Esteban, aliás, foi a grande revelação da noite. Apesar de originalmente baixista, o músico mandou muito bem na guitarra, especialmente nas músicas mais antigas dos Engenheiros, onde conseguiu a dificílima proeza de não nos fazer sentir falta de Augusto Licks, interpretando suas frases com talento e dedicação. Além disso, ainda demonstrou competência nos backing vocals, e chegou a assumir o microfone em faixas como "Tchau Radar, A Canção", a citada "De Fé" ou outra canção inesperada, uma versão para "O Sonho é Popular", mais uma que dificilmente seria escolhida para aparecer em um show da banda que a registrou. Rafael também foi bastante competente, tanto na bateria quanto no bumbo leguero (instrumento tradicional da música latino-americana), e, por estranho que pareça, não chegou a parecer deslocado o fato de tocar pilchado durante a noite inteira (com direito a calçar botas de cano longo e usar um reluzente lenço vermelho no pescoço). Só o tempo dirá se esta dupla terá uma longa duração ao lado de Gessinger (no disco solo, vários músicos participam), mas, pelo menos nesta apresentação, se mostrou mais do que satisfatória.

Já que citei Insular, o álbum, como não poderia deixar de ser, teve várias faixas interpretadas ao longo do espetáculo. As mais "importantes" foram as que contaram com os convidados especiais (assim como as respectivas versões de estúdio) Luiz Carlos Borges (músico tradicionalista do RS, e que participou com seu acordeão e sua voz de "Recarga"), Nico Nicolaiewsky (mais conhecido pela sua participação na dupla Tangos e Tragédias, e que também colocou acordeão e voz em "Segura a Onda DG") e Bebeto Alves (lenda do rock gaúcho que nesta noite cantou com Humberto "A Ponte Para o Dia"), mas não posso deixar de mencionar as execuções da faixa título, "Sua Graça", "Essas Vidas da Gente" ou "Tchau Radar, A Canção", sobre a qual já comentei antes, todas recebidas com respeito por boa parte do público presente (exceto aqueles poucos aos quais me referi alguns parágrafos atrás).

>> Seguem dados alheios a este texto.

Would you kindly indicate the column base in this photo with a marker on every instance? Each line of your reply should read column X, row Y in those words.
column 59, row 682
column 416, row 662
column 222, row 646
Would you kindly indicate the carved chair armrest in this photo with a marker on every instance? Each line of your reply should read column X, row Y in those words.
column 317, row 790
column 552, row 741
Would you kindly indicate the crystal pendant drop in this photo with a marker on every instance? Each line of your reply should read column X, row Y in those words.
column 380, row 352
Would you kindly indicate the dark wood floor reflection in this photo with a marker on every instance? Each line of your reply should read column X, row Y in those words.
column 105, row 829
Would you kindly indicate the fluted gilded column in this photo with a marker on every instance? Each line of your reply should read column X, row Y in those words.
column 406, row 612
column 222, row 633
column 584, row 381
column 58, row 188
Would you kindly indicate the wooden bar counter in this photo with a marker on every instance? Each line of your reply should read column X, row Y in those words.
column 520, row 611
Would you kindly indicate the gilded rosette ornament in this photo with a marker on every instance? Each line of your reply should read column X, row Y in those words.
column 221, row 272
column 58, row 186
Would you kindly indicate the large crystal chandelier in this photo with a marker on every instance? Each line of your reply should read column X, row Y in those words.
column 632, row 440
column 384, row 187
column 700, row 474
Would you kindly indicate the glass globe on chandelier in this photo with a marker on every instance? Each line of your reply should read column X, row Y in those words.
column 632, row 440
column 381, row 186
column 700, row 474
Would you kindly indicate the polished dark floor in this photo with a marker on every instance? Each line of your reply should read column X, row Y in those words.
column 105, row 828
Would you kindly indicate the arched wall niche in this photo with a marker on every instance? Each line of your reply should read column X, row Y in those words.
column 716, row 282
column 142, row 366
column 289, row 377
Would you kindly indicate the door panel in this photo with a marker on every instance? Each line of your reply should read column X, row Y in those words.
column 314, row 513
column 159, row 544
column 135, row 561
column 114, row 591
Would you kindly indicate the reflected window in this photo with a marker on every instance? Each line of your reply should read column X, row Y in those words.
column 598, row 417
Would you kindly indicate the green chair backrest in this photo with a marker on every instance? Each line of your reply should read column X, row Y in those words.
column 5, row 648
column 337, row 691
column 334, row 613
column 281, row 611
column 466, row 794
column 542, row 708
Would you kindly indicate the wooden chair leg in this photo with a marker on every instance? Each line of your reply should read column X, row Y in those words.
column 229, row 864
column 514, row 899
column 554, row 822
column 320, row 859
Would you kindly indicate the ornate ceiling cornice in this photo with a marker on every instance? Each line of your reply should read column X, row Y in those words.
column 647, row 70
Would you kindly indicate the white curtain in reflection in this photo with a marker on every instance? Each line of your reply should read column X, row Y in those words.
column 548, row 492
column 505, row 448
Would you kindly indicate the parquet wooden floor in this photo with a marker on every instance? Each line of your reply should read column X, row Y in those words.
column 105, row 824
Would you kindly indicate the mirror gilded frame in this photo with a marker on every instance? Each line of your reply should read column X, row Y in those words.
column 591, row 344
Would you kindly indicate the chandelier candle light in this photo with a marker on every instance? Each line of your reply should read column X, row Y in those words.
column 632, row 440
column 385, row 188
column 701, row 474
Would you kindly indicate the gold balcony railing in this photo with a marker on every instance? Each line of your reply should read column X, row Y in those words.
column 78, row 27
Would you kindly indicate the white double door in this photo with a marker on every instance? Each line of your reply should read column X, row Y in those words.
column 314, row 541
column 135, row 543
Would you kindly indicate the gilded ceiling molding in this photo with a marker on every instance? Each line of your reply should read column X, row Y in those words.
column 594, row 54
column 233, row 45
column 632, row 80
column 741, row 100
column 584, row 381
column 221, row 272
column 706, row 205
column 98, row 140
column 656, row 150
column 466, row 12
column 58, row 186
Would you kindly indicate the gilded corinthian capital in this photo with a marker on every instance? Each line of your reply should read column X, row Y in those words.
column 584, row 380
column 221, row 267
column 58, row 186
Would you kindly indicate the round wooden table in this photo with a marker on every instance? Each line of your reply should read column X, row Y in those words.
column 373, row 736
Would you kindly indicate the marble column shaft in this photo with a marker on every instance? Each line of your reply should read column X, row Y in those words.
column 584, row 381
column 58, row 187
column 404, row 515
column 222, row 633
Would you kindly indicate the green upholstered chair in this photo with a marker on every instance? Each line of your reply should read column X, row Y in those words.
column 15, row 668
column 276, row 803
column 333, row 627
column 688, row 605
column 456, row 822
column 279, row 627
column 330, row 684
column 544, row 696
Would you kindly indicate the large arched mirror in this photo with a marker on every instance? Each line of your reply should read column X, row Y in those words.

Após encerrar a parte regular com a dobradinha "Exército I e II", o trio voltou para um rápido bis com "Dom Quixote" e "Refrão de Bolero" (onde, no refrão, HG voltou a pronunciar o nome da inspiradora da canção, ausente da letra há anos durante os shows do EngHaw), e se retirou do palco ao som de outra faixa com sonoridades andinas ressoando no sistema de som. Mas o público não arrastou pé do auditório, fazendo com que Humberto retornasse ao palco sozinho, para interpretar ao acordeão a linda "Parabólica". Com Esteban e Rafael de volta, tocaram a citada "De Fé" (com uma escolha de instrumentos bastante curiosa para um show de rock: violão, acordeão e bumbo leguero), para HG então anunciar "Ando Só", ao que parece, atendendo ao pedido de um fã, a qual finalmente encerrou a noite após quase duas horas de uma apresentação que ficará marcada na memória de muitos que ali estiveram.

Vista geral do auditório, em foto retirada dá página oficial de Humberto Gessinger no facebook

Para encerrar, alguns registros fora do espectro musical. O primeiro é um elogio à equipe da loja virtual Stereophonica, que montou uma "lojinha" de souvenirs no local abarrotada de itens interessantíssimos para os fãs (apesar dos salgados preços), como camisetas que remetiam a várias fases da carreira de Humberto, livros de autoria do músico, canecas com estampas relacionadas aos grupos por onde ele passou, chaveiros e até um calendário personalizado, os quais atraíram muitos dos presentes ao auditório nesta noite. Depois, gostaria de fazer uma crítica ao pessoal da administração do Araújo Vianna, local histórico de espetáculos memoráveis na capital gaúcha, mas que, depois da longa reforma pela qual passou, ficou com o inconveniente de ter cadeiras de um tamanho muito reduzido para quem está, digamos assim, "acima do peso". Aparentemente sabedores do problema, os arquitetos reservaram, de tanto em tanto, assentos "especiais" para obesos, os quais são indicados no mapa do local na hora da compra. Tudo estaria muito bem se, nesta noite ao menos, TODOS os locais reservados estivessem ocupados por pessoas que não tinham a necessidade de estar ali, obrigando quem precisava (como é o meu caso) a se apertar em um assento "normal". Felizmente, após muito diálogo e conversações, consegui assistir ao espetáculo de um local confortável, mas tenho certeza que muitos "gordinhos" não conseguiram o mesmo, e tiveram de se espremer em suas cadeiras para conseguir ver o show, enquanto as cadeiras reservadas a eles eram ocupadas por pessoas de peso dentro do considerado "normal" por quem as projetou.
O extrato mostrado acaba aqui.